Did the cult of the goddess Rumia, the mysterious deity featured in the Romulus series, exist?

Romulus , graphically rendered as ROMVLVS , is a 2020 Italian television series created by Matteo Rovere. The series, divided into ten episodes and set in the 8th century BC, chronicles the events leading up to the birth of Rome and is unrelated to director Rovere’s film Il primo. This series presents the events leading up to the founding of Rome and features a semi-wild group that takes in the future Romulus and Remus, under a wolf pack aesthetic. This curious group, closer to prehistoric tribes than to the advanced Latins, worships a curious deity that in the series they call Rumia. But who was this deity, and did the cult really exist? In this History and Mysteries article, we tell you all about it so that you can understand this curious and interesting series a little better.

Rumina, Rumilia or Rumia was a goddess of Roman mythology who protected nursing mothers and, probably, nursing children themselves.
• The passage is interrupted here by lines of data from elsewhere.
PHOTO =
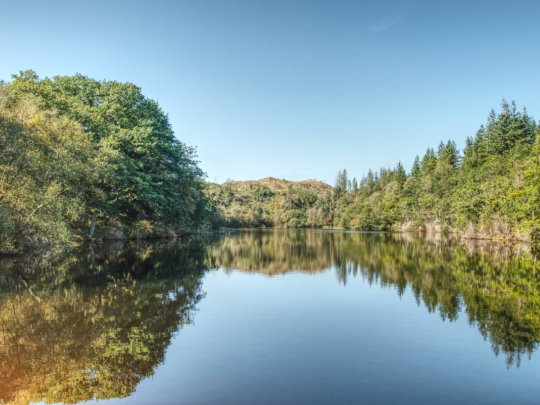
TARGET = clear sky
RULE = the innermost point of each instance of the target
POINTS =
(294, 89)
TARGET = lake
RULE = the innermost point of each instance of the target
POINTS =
(273, 316)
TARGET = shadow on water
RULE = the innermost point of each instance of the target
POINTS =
(94, 323)
(496, 286)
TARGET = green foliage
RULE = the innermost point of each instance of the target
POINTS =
(91, 154)
(272, 202)
(490, 191)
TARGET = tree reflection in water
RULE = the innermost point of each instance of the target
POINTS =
(94, 323)
(497, 286)
(66, 341)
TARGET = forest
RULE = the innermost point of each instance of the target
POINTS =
(82, 159)
(490, 189)
(88, 159)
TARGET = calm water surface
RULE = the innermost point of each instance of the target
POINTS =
(272, 317)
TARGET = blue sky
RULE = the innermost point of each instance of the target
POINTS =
(294, 89)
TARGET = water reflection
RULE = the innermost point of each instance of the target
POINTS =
(93, 324)
(497, 286)
(68, 340)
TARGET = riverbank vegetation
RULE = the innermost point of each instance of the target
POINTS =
(490, 189)
(82, 158)
(273, 202)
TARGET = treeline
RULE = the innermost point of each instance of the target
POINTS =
(490, 189)
(272, 202)
(82, 158)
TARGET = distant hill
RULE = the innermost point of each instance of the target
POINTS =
(273, 202)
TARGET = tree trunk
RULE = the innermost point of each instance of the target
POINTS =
(92, 226)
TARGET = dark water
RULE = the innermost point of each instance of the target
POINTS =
(272, 317)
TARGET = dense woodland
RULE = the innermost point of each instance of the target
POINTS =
(82, 158)
(491, 189)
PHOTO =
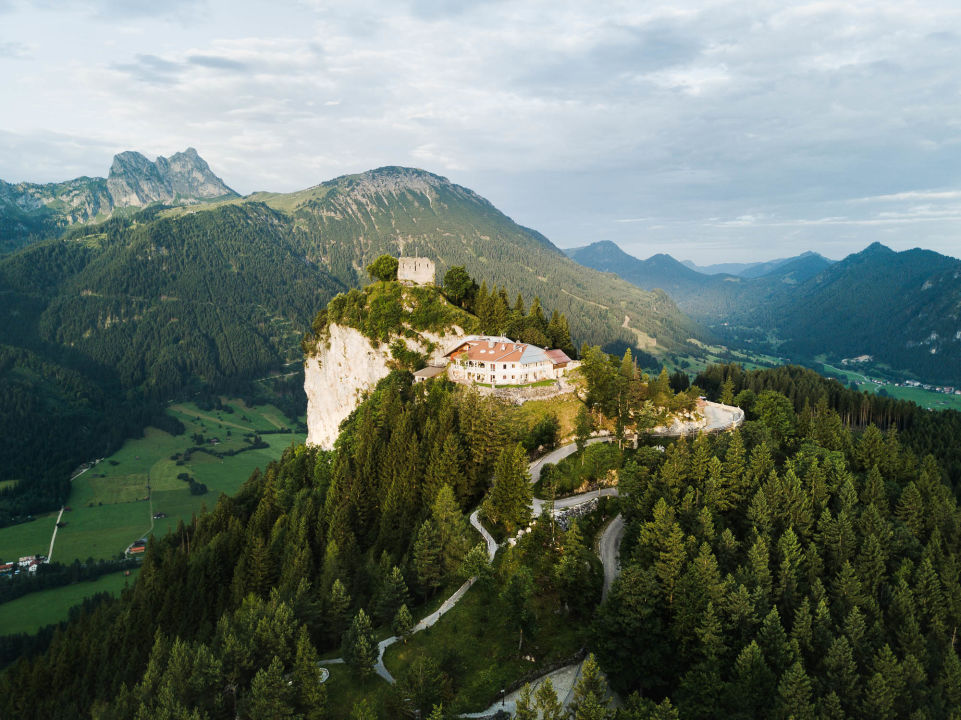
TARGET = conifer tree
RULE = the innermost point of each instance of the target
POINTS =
(449, 524)
(360, 647)
(508, 501)
(427, 557)
(310, 694)
(795, 693)
(338, 609)
(547, 703)
(590, 692)
(403, 623)
(269, 693)
(363, 711)
(525, 708)
(393, 594)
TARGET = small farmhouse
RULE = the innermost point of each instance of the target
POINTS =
(501, 361)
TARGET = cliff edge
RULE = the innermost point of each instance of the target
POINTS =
(361, 337)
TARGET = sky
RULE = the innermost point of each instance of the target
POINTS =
(715, 131)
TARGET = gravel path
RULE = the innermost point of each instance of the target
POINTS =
(609, 543)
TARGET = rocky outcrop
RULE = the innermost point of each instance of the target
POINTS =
(344, 367)
(134, 181)
(183, 177)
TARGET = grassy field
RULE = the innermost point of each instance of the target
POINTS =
(31, 612)
(925, 398)
(482, 651)
(113, 503)
(31, 538)
(345, 689)
(565, 407)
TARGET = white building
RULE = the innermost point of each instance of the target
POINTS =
(502, 361)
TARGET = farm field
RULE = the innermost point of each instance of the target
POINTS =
(925, 398)
(31, 612)
(31, 538)
(113, 503)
Her domain extended to the protection of the female-mothers of animals. Like di indigetes, Rumina lacked the elaborate mythology and personality of the late Roman deities, and was instead a more abstract entity or numen.

Rumina’s temple was near the Ficus Ruminalis, the fig tree at the foot of the Palatine Hill where Romulus and Remus were picked up by a she-wolf. Milk, rather than the typical wine, was offered as a libation at this temple. In 58 AD, the tree began to die, which was interpreted as a bad omen.

Together with her sisters the goddess Cuba (protector of children whom she cared for from the cradle until their development) and the goddess Cunina (protector of children), she belonged to the group of “Di indigetes”: indigenous gods that the Romans found in the territory of present-day Italy, which had not, therefore, been adopted from other mythologies, like most of the better known Roman gods, which were adopted from, among others, Greek mythology.

His temple was located at the base of the hill of Mount Palatine, near the Ficus Ruminalis, the place where Romulus and Remus (founders of the city of Rome) were found and suckled by the she-wolf Capitolina.

The offering that the goddess Rumina received in her temple was, as it could not be otherwise, given her title of protector of breastfeeding: milk.

Etymologically, Rumina derives from the Italic root “Ruma”, from which the names of Romulus, Remus and the city of Rome itself also derive. Ruma meant “udder”, “teat”, although it also means “hill”.  If we take this meaning into account, the name of Romulus would mean “the suckled” and that of the city of Rome would mean, in addition to the well-known “city of hills”, “city of udders or teats”. If we also take into account the orography of the land where the city of Rome was built, at the foot of the Palatine Hill, and we look at how the river Tiber spills over the hills (udders), we can establish as the meaning of the name of the city of Rome “city of the river that spills over (like the milk of the breasts)”.

The fig tree (Ficus Ruminalis) was dedicated to her because of the double symbolism of the tree:

Symbol of female fertility: Both because of the shape of the female sexual organ (vulva) of its fruits.
Symbol of lactation: because of the milk distilled from its stems.

Rumina exercised her powers as a protector of lactation not only with women, but also with all females well endowed with milk and udders. As a result, Rumina is represented in Roman mythology both as an animal figure and as a human figure, and with both she had the ability to suckle the twins Romulus and Remus:

When represented as a female animal she appears in the form of the she-wolf Capitolina.
When she is represented as a woman, she appears in the form of Acca Laurentia, wife of the shepherd Faustulus, who found and raised Romulus and Remus.

 

Rumina is sometimes equated with Fauna, the Roman goddess of fertility. She would later be replaced in Christian thought by Saint Martina.

In iconography she is depicted bare-breasted, breastfeeding one of the twins while the other waits his turn, sometimes resting on her knees. The children next to whom she is depicted breastfeeding are not babies or toddlers, but older children, who can stand upright, in a standing position…, showing once again the normality of prolonged breastfeeding.

Her story as the wet nurse of the twins Romulus and Remus and her role as protector of breastfeeding makes more sense for mothers breastfeeding multiples (twins, twins or triplets) or mothers who breastfeed in tandem.